Labour Market Trends
Labour Market Trends
Canadian Job Market Recovery Passes the Halfway Mark
- Employment rose by 418,500 in July, building on similarly large gains in May and June.
- Over the past three months, the Canadian economy has recovered 1.66 million or 55 per cent of the 3 million jobs lost over March and April.
- Hours worked have also increased for three straight months, including a 5.3 per cent gain in July.
- After peaking at 13.7 per cent in May, the unemployment rate continues to move lower, falling to 10.9 per cent in July.
- All provinces except New Brunswick saw employment rise last month. The bulk of the job creation was in Ontario, Quebec, BC, and Alberta.
- Following cumulative job gains of 160,400 in May and June, employment in the manufacturing sector rose by an additional 29,300 in July.
- Despite the recent string of strong job growth, COVID-19 is still circulating and preventing important segments of the economy from operating at full capacity. This suggests that recovering the remaining 1.34 million jobs lost over the recession will be a much greater challenge.
Sources: CME; Statistics Canada.
CANADIAN ECONOMY ADDS 418,500 JOBS IN JULY
The gradual easing of COVID-19 restrictions, along with unprecedented fiscal and monetary stimulus, continues to help Canadians return to work. Employment rose by 418,500 in July, building on similarly large gains in May and June. Over the past three months, the Canadian economy has recovered 1.66 million or 55 per cent of the 3 million jobs lost over March and April.
The pace of the recovery continues to be somewhat sharper in manufacturing. Following cumulative jobs gains of 160,400 in May and June, employment in the sector rose by an additional 29,300 last month. Accordingly, the manufacturing workforce has recovered 63 per cent of the 300,000 jobs lost during March and April.
This was another step in the right direction for Canada’s labour market, with July marking the third consecutive month of strong job creation. But with COVID-19 still circulating and preventing important segments of the economy from operating at full capacity, recovering the remaining 1.34 million jobs lost over the recession will be a much greater challenge.
HOURS WORKED CLIMB FOR THIRD STRAIGHT MONTH
Hours worked climbed 5.3 per cent in July, extending the cumulative 16.7 per cent increase seen over May and June. With these gains, hours worked have recovered about 60 per cent of the March and April losses. Accordingly, the “labour underutilization rate”, which combines those who were unemployed, those who were not in the labour force but who wanted a job and did not look for one, and those who were employed but worked less than half of their usual hours for reasons likely related to COVID-19, continues to decline. Less than one-quarter of the potential labour force was underutilized in July, down from more than one-third in April. That said, this is still well above the February rate of 11.2 per cent.
Just as with employment, hours worked in the manufacturing sector continue to recover at a faster pace than that of the overall economy. After increasing by a total of 24.9 per cent over May and June, hours worked in the sector rose a further 3.6 per cent in July, and now have recouped over 70 per cent of the pandemic losses.
UNEMPLOYMENT RATE CONTINUES TO MOVE LOWER
After peaking at 13.7 per cent in May, the unemployment rate continues to move lower, falling to 10.9 per cent in July. However, there is still a long way to go to return to pre-pandemic levels. The jobless rate stood at 5.6 per cent in February.
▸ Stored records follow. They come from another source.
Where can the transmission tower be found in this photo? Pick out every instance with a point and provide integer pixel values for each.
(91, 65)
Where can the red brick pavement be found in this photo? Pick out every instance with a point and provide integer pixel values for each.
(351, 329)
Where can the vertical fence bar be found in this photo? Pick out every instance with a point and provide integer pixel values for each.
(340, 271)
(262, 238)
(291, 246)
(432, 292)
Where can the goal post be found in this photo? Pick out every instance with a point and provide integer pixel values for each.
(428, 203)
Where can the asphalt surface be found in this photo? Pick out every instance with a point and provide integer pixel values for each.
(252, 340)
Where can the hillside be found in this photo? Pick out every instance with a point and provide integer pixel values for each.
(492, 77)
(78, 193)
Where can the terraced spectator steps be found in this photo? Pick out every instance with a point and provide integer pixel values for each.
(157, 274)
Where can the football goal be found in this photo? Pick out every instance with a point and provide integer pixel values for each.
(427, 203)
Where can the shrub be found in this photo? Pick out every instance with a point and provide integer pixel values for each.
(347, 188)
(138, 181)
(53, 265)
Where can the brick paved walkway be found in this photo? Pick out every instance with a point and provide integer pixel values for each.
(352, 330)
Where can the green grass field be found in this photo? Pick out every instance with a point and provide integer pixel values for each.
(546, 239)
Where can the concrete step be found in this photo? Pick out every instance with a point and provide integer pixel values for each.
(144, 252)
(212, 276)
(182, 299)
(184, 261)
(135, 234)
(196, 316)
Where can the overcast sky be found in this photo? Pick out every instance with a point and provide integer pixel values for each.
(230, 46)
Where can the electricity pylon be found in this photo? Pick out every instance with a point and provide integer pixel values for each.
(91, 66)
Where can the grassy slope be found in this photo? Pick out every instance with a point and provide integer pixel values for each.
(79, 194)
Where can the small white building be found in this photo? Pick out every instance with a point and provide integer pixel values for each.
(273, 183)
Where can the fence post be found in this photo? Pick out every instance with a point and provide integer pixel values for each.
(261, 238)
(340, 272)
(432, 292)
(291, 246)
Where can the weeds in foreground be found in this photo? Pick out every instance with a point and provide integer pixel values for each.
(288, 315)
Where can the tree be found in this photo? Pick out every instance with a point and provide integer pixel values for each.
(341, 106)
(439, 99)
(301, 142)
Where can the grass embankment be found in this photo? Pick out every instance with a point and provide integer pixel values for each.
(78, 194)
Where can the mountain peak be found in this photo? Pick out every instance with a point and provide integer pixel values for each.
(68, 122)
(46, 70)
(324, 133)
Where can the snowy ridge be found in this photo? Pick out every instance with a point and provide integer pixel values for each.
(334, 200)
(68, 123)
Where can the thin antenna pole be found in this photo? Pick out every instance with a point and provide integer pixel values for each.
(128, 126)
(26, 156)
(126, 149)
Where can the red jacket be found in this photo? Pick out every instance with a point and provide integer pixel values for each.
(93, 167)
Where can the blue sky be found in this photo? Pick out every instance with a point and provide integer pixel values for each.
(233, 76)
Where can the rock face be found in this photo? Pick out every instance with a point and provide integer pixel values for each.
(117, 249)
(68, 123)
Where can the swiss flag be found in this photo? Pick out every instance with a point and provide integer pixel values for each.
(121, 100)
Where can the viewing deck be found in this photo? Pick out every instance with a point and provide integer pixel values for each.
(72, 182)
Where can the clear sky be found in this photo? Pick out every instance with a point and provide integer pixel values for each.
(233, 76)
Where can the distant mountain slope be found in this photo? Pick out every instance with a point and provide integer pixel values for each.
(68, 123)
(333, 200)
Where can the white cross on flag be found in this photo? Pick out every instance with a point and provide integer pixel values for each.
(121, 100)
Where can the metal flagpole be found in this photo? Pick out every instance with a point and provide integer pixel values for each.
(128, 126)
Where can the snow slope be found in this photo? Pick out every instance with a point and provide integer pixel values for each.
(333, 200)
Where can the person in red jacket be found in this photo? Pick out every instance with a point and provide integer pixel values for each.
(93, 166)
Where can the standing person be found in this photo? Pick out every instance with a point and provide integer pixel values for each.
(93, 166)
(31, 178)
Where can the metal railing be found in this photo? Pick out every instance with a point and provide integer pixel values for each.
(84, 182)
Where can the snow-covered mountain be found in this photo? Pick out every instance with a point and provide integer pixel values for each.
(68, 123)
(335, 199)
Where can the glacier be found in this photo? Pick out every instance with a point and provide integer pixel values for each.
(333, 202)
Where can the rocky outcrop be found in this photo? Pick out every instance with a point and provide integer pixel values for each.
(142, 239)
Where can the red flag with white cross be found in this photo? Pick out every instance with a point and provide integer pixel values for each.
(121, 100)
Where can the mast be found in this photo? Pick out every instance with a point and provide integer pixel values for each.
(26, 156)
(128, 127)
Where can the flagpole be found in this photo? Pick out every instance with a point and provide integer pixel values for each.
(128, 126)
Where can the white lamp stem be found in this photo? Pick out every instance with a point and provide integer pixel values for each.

The unemployment rate in manufacturing plunged in July, falling to 7.3 per cent, down substantially from a peak of 13.6 per cent in April. As with the all-industry average, this is still a far cry from February’s pre-pandemic rate of 4.1 per cent.
EMPLOYMENT CLIMBS IN ALL PROVINCES EXCEPT NEW BRUNSWICK
Employment rose in every province except New Brunswick last month. Ontario posted the largest gain for the second month in a row, adding a little more than 150,000 workers to payrolls in July. This brought the province’s employment to 91.7 per cent of its February level. At the same time, Quebec employment climbed by 97,600, pushing employment up to 94.4 per cent of its pre-COVID level. Job creation was also strong in BC and Alberta, coming in at 70,200 and 67,300, respectively. Although employment contracted in New Brunswick, the damage was limited to just 1,800 job losses. Also, despite this decline, the province remains the closest to fully recouping its COVID-19 job losses. Employment in July was 96.6 per cent of its February level.
The job gains in manufacturing were also broad-based, spanning 9 of 10 provinces. BC led the way with a net addition of 7,300 jobs, followed by Ontario which added 5,800 net new workers. Sectoral employment increases in the remaining provinces were more moderate, ranging from 3,000 in Quebec to 200 in Nova Scotia. On the negative side, manufacturing employment in Newfoundland and Labrador dipped by 1,000.